Seeing worker bees offline for significant chunks of the day is problematic.
Anonymous
Anonymous wrote:Well you’re “online,” but you’re on DCUM. So there’s that.

A huge part of my work is writing. I deliberately stay off of email/Slack, etc., during focus time.


Same. I create reports based on data sets and a huge portion of my day is spent analyzing data in spreadsheets and creating charts and analysis from them. It can all happen offline, and I take advantage of this to work in places where I don't have internet access so that I can work uninterrupted for hours at a time.
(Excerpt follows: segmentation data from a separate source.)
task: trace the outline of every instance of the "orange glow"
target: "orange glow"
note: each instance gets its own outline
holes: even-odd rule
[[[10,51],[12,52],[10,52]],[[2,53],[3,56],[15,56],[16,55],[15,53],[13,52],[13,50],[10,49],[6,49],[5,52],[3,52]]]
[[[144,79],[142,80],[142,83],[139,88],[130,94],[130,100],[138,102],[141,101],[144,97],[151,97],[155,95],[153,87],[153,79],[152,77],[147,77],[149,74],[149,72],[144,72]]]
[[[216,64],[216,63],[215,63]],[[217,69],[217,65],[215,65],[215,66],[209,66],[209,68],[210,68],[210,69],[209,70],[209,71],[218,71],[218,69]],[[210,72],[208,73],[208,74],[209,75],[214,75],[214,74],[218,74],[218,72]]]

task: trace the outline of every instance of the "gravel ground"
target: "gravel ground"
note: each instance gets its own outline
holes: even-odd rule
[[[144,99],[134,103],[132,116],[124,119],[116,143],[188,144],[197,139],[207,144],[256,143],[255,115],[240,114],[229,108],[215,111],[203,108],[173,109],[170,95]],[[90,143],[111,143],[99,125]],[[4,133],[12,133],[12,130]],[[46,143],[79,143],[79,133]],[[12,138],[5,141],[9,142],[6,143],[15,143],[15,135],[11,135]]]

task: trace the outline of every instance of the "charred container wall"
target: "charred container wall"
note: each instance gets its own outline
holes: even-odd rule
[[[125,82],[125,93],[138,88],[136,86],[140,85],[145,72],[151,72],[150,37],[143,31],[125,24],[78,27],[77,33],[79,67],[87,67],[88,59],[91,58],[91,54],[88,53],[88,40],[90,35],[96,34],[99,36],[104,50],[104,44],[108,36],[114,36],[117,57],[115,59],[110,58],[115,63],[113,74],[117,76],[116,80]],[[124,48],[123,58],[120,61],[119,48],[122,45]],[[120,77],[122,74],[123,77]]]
Like this morning I checked email at 8am, but then went to a coffee shop (and kept my computer offline) to get some work done. I only just logged on again to check email and take a "brain break" by visiting DCUM. But if OP is one of my colleagues, they probably think I took a 3 hour nap this morning and am only just now getting to work, when the opposite is true.

I find it very hard to do my work while getting pinged constantly on email or Slack. I need deep focus, which means minimizing interruptions.
Anonymous
I never use my Teams except for meetings, so I'm always offline. I need the retention of email for my work, but I'm online all the time and very responsive.
Anonymous
Anonymous wrote:It’s Friday morning, nearly 11am, and the majority of my colleagues have been offline for upwards of 15 to 24 hours. I can see this in outlook and teams.

Does everyone realize this info is available?

Does anyone care?

I’m tempted to schedule Thursday afternoon and Friday morning meetings just to make sure people are working some hours.


Is work not getting done? Are they paid by the hour? What is the point of your meeting besides trying to punishing employees? If you are a manager do you get paid and evaluated on quantity and quality of the work produced or by the number of hours employees are online?